Sunday, August 02, 2015
"The Look of Silence": a young eye doctor quizzes parents, older generations in Indonesia about 1965 "anti-Communist" purges as he treats them
Joshua Oppenheimer has followed up (on “The Act of Killing”)
with a very personal “The Look of Silence”, where he films Adi, a
youthful-looking (but 44-year-old) optician interviewing elderly family members
and their cohorts about their roles in the horrific “anti-Communist” purges in
Indonesia back in 1965 as a military government took over.
Most shocking is the appearance of Adi’s father, heaving
scarred, gaunt, demented, even without underarm or private hair. Adi is attentive to his parents, while he
grills them about the death of his brother, and interviews other patients about
their personal moral culpability in what had gone on a half century before. These
activities had included cutting off sexual parts of both men and women before
they died.
The film could be seen as a study or perspective in personal
moral accountability, when belonging to a group that one knows is doing bad
things. Yet, one must be loyal to the
group.
There was the idea that the “communists” didn’t believe in
God or Allah, but that wasn’t really true.
The history is ironic, as at the time the United States,
under LBJ, was just getting involved in Vietnam and would learn how brutal communist
guerrilla war in SE Asia would be, and that would lead to my own conscription
in Feb. 1968, although I did not go to Vietnam.
Oppenheimer’s camera captures both the squalor of western
Indonesia (near the damage area from the tsunami) and the lush natural beauty
of the land.

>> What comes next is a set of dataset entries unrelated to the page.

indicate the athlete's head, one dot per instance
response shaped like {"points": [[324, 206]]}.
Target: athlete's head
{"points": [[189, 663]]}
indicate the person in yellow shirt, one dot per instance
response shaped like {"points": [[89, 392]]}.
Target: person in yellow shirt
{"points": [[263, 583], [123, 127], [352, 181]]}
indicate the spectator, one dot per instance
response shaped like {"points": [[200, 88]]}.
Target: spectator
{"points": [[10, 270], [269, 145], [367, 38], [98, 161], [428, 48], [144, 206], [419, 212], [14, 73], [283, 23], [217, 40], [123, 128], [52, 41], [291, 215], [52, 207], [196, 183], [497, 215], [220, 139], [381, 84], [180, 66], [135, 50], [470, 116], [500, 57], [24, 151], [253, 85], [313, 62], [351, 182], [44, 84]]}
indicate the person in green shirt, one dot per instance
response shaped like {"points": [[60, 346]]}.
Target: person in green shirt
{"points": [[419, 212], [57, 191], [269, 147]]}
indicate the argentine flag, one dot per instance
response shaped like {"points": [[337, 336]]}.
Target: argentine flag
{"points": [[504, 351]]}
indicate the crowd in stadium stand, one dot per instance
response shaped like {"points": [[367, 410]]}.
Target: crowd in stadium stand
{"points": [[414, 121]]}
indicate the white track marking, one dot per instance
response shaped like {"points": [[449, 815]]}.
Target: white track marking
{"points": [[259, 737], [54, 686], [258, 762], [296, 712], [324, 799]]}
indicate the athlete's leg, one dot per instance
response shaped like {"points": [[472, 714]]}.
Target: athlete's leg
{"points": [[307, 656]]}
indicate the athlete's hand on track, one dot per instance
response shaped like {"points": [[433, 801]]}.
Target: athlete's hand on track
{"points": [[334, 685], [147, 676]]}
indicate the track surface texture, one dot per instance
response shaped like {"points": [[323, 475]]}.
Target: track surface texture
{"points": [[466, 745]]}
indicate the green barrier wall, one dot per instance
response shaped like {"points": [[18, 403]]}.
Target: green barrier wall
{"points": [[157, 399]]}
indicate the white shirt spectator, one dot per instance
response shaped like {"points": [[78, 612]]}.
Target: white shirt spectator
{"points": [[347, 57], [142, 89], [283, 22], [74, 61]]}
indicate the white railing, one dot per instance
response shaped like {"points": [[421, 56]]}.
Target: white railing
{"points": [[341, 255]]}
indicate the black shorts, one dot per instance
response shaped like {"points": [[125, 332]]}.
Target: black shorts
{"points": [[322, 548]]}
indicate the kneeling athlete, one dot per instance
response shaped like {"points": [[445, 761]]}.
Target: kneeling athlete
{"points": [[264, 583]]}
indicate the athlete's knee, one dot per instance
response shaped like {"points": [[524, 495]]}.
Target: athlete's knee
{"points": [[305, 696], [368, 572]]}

He often dawdles on images
of jumping beans.
Most of the credits in the film are anonymous, showing that
even today people fear reprisals from Indonesia’s government. The title of the film reflects the half-century silence of the family members throughout adulthood about their complicity decades before. They seem to be very little bothered by conscience, until Adi brings up the their pasts to them.
The official site is here (Drafhouse
films, and Participant Media, along with Final Cut for Real, digital
video). Producers included Werner
Herzog, Erol Morris and Andre Singer.
I saw the film late Sunday afternoon before a fair audience
at Landmark E Street in downtown Washington DC.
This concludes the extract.